El domingo pasado, escuchamos la reflexión sobre el sermón de la montaña, iniciada con la proclamación de las ocho bienaventuranzas. Con ellas, anuncia Jesús lo que se propone hacer con sus discípulos de entonces y, hoy, con nosotros los cristianos, si lo dejamos actuar. Personas tan plenas en su interior, tan espiritualmente ricas y tan firmes en la esperanza, que podremos ir por la vida, dichosas, alegres y felices a más no poder, aún en medio de pobreza, dificultades y persecuciones de todo tipo. Las bienaventuranzas son para Jesús la nueva ley del reino de Dios.

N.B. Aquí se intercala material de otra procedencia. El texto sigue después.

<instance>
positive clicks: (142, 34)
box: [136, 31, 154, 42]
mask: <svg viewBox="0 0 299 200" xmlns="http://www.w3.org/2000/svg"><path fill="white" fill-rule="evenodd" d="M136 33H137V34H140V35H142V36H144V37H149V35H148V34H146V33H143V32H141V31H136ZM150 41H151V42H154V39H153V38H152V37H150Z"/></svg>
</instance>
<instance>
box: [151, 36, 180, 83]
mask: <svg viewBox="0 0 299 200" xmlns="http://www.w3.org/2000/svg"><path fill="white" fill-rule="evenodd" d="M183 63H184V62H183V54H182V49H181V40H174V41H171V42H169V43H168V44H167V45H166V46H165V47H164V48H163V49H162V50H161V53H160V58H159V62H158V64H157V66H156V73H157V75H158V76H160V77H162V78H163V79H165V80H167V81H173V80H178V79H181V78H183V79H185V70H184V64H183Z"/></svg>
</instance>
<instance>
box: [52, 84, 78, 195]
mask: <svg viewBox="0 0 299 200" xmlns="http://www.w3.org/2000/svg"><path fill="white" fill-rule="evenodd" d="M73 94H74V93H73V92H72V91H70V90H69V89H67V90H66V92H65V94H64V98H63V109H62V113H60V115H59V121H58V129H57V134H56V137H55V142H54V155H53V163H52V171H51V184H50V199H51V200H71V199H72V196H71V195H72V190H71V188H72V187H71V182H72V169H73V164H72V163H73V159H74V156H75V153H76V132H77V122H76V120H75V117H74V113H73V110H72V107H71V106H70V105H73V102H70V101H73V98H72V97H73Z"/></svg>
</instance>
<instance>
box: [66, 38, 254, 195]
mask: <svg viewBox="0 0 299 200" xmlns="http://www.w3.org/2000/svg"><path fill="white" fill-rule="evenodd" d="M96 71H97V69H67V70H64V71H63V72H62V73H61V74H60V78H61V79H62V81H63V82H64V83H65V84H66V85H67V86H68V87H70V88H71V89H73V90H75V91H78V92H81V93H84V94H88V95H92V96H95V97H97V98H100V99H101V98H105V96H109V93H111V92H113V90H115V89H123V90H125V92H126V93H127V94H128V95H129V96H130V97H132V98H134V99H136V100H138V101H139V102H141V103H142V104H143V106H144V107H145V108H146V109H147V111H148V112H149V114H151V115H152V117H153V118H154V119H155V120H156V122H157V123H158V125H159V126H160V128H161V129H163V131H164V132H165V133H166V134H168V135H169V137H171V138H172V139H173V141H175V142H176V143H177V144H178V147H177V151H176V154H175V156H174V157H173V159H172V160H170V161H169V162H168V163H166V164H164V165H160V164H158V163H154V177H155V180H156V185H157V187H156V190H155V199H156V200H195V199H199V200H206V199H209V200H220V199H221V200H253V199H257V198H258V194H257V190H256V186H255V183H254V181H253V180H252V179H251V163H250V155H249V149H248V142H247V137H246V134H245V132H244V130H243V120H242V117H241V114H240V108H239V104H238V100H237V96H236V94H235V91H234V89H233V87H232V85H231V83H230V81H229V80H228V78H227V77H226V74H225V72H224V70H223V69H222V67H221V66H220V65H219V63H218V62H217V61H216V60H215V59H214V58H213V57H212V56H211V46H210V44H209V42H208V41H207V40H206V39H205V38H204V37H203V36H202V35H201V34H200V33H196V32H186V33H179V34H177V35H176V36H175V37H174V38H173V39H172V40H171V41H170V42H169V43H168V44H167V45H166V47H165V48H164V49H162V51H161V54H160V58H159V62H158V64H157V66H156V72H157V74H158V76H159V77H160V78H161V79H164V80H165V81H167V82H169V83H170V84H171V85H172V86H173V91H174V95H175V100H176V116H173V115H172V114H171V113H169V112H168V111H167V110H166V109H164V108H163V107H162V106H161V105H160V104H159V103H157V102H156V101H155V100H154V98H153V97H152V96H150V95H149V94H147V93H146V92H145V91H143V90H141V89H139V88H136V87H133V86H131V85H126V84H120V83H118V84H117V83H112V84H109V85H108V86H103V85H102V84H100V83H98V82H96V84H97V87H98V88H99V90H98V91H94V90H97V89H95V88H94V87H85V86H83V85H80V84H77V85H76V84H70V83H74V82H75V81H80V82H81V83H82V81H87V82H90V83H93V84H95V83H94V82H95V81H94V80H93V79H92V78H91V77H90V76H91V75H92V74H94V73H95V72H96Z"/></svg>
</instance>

Después de las bienaventuranzas, Jesús continúa enseñando qué debe aportar un discípulo suyo en este mundo. Hay que tener cuidado en no interpretar las bienaventuranzas como una invitación a una actitud resignada y pasiva. Las dos comparaciones y afirmaciones que hace Jesús están tomadas de la vida diaria: “Ustedes son la sal de la tierra y la luz del mundo”. Estas dos afirmaciones de ser sal y luz del mundo admiten una fácil traducción metafórica a la conducta y a las relaciones interpersonales. La de la luz va acompañada de otra comparación: la ciudad que se halla en un lugar visible, para orientar a los viajeros. Mientras que la de la sal se contrapone a lo inútil que se vuelve ésta si pierde su fuerza y su identidad. ¡Cuántos cristianos sin identidad! Jesús con estas dos afirmaciones o llamadas a sus discípulos los convierte en partícipes de su misma vida y misión. ¡Cuán pocos cristianos se sienten responsables en la Iglesia!
La sal sazona los alimentos, gracias a ella se conservan impidiendo su corrupción y, además, es elemento purificador. El cristiano, como sal de la tierra, está llamado –desde el bautismo– a imprimir un buen sabor a todo lo que hace y a todos los lugares que frecuenta. El amor conyugal y la vida familiar, el trabajo y el descanso, la preocupación por la justicia y la actividad social y la política. Todo debiera recibir de la presencia del cristiano un sabor distinto y diferente de lo que la mundanidad. Hay que recordar lo que dice Pablo: “Háganlo todo a gloria de Dios”.
La luz permite a las personas encontrar su camino y es indispensable para el normal actuar humano. Jesús se autoproclama: “Yo soy la luz del mundo…”, y también afirma: “Ustedes son la luz del mundo”. Es una verdadera identificación entre Cristo y los cristianos. “Como el Padre me envió a mí, yo también los envío a ustedes” (Juan 19,21). Jesús es el que nos ilumina constantemente, pero quiere también seguir dando luz a través de todos los que nos gloriamos de ser cristianos. El discípulo de Jesús –cada cristiano– está llamado a colaborar en la búsqueda del camino para la construcción de la civilización del amor, como nos pedía san Juan Pablo II. Aun cuando de asuntos técnicos se trate, que pueda desconocer, el cristiano está llamado a iluminar con su fe a los expertos, recordando siempre la primacía de la persona por sobre las cosas y las exigencias de la justicia y de las leyes de Dios. El ejemplo y testimonio cristiano ha de ser la natural irradiación de su vida en Cristo. Tan natural como lo es salar para la sal o iluminar para la luz. Sin ruidos, sin bombos ni platillos. El testimonio cristiano se da bien cuando se da sin querer. O como la luz alumbra sin proponérselo, por sólo peso de ser lo que es. Hay que convencerse de que Cristo cuenta con todos para llevar a cabo su plan de salvación.